Estas duas aldeias raianas tiveram sempre muitas vivências em comum, como, por exemplo, o contrabando.
A pobreza era muita, a vida dura e, por isso, muitas famílias recorreram a esta atividade para poder sobreviver.
Para Espanha era, por exemplo, levado tabaco e para Portugal trazidos muitos dos bens essenciais, tal como azeite ou bacalhau, pois eram mais baratos do outro lado da fronteira.
A atividade do contrabando era muito desenvolvida pelas mulheres, que aproveitavam os seus longos vestidos para esconder a mercadoria.

A partida foi da aldeia de Tourém.
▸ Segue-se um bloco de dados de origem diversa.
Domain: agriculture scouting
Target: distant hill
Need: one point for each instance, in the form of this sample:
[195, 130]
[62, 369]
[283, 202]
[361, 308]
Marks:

Uma localidade, para a qual recomendo uma visita.



A caminhada tem, sempre, a participação de muita gente e inicia-se ao final da tarde, pois estas atividades, ilegais, tinham de ocorrer na escuridão para não serem vistos.

Ao longo do percurso são, desta forma atravessados caminhos e estradões, campos de cultivo, entre outros.
De vez em quando éramos interrompidos por gritos de figurantes que, ali mesmo, encenavam alguns dos episódios característicos desta atividade, como, por exemplo, o encontro com as autoridades policiais.



Eu, também, aproveitei a rota, para uma aula de botânica excecional, com o meu amigo Padre Fontes.

O que eu achei mais engraçado, durante o percurso era não saber, ao certo, quando estava em território nacional ou não.

A rota terminou em Tourém, depois dos últimos quilómetros serem efetuados totalmente às escuras.